Compare that to an individual in a dense social network who can either pay for a subscription or wait around for his friends to get informed and find out from them.  It won’t be an equilibrium for everybody to subscribe.  You would do better by saving the cost and learning from your friends.  Likewise it can’t be that nobody subscribes.

Instead in equilibrium everybody will subscribe with some probability between 0 and 1.  And there is a simple way to compute that probability.  In such an equilibrium you must be indifferent between subscribing and not subscribing.  So the total probability that at least one of your friends subscribes must be the q that satisfies vq = v – c.  The probability of any one individual subscribing must of course be lower than q since q is the total probability that at least one subscribes.  So if you have n friends, then they each subscribe with the probability p(n) satisfiying 1 – [1 – p(n)]^n = q.

(Let’s pause while the network theorists all rush out of the room to their whiteboards to solve the combinatorial problem of making these balance out when you have an arbitrary network with different nodes having a different number of neighbors.)

This has some interesting implications.  Suppose that the network is very dense so that everybody has many friends.  Then everyone is less likely to subscribe. We only need a few people to be Justin Wolfers’ followers and retweet all of his best tweets.  Formally, p(n) is decreasing in n.

That by itself is not such a bad thing. Even though each of your friends subscribes with a lower probability, on the positive side you have more friends from whom you can indirectly get informed.  The net effect could be that you are more likely to be informed.
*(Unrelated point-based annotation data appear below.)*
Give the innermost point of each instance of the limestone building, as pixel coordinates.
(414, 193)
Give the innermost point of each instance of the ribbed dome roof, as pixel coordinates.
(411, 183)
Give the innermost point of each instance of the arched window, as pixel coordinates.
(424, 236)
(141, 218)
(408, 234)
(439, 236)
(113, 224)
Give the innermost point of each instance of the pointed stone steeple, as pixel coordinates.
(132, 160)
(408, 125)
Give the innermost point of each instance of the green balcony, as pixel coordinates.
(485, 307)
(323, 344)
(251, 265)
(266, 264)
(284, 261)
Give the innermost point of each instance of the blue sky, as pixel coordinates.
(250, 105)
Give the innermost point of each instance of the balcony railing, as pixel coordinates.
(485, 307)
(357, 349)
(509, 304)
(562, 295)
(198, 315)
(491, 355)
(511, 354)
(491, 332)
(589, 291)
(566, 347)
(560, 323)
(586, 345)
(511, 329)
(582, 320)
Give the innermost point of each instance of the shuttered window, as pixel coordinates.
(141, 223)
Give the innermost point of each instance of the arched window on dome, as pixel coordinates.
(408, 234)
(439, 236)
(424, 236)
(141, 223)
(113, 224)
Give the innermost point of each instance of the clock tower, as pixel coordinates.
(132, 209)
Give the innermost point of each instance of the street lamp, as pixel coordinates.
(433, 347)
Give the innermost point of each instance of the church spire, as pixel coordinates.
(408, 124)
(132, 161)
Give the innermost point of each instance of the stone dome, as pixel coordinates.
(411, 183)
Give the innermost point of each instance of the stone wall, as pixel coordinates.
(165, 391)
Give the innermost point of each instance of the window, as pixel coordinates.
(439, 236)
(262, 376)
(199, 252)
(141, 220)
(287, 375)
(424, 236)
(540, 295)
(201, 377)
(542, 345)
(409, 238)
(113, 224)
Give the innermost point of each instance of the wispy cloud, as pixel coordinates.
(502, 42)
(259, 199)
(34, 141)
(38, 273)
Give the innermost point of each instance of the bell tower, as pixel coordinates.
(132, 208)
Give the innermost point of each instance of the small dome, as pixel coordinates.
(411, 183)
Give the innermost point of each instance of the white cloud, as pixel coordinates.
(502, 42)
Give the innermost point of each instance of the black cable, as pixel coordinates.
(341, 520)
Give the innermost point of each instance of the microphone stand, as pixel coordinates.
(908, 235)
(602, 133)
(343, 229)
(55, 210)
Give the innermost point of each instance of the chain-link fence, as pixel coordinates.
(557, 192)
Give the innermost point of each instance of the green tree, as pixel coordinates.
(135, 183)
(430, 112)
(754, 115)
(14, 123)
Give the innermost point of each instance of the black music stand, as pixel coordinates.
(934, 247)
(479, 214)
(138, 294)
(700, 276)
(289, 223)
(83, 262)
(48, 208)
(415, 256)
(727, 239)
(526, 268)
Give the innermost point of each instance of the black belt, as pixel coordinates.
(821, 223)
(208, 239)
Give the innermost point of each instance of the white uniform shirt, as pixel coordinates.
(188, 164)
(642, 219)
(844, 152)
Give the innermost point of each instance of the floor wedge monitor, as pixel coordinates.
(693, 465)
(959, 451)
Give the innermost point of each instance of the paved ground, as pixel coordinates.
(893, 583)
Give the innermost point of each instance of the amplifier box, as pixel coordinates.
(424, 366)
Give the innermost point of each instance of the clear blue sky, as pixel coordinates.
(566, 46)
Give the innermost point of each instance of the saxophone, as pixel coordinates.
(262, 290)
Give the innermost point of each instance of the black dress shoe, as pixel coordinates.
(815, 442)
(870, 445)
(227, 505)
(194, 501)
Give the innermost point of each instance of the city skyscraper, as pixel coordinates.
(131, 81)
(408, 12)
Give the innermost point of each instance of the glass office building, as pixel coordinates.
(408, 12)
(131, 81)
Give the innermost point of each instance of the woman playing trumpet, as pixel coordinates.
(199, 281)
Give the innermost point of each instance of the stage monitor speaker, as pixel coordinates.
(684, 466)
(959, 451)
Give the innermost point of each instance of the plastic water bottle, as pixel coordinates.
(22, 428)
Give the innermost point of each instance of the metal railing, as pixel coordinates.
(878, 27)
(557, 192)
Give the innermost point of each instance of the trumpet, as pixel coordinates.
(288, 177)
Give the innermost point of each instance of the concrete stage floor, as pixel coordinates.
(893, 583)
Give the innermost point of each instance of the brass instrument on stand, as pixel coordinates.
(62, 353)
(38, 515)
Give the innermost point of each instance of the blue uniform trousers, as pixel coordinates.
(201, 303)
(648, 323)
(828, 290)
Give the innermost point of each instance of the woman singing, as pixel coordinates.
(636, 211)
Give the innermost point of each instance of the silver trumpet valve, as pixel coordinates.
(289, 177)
But in fact the net effect is that a denser network means that people are on average less informed, not more. Because if the network density is such that everyone has (on average) n friends, then everybody subscribes with probability p(n) and then the probability that you learn the information is q + (1-q)p(n). (With probability q one of your friends subscribes and you learn from them, and if you don’t learn from a friend then you become informed only if you have subscribed yourself which you do with probability p(n).) Since p(n) gets smaller with n, so does the total probability that you are informed.

Another way of saying this is that, contrary to intuition, if you compare two otherwise similar people, those who are well connected within the network have a tendency to be less informed than those who are in a relatively isolated part of the network.

All of this is based on a symmetric equilibrium.  So one way to think about this is as a theory for why we see hierachies in information transmission, as represented by an asymmetric equilibrium in which some people subscribe for sure and others are certain not to.  At the top of the hierarchy there is Justin Wolfers.  Just below him we have a few people who follow him.  They have a strict incentive to follow him because so few others follow him that the only way to be sure to get his tweets is to follow him directly.  Below them is a mass of people who follow these “retailers.”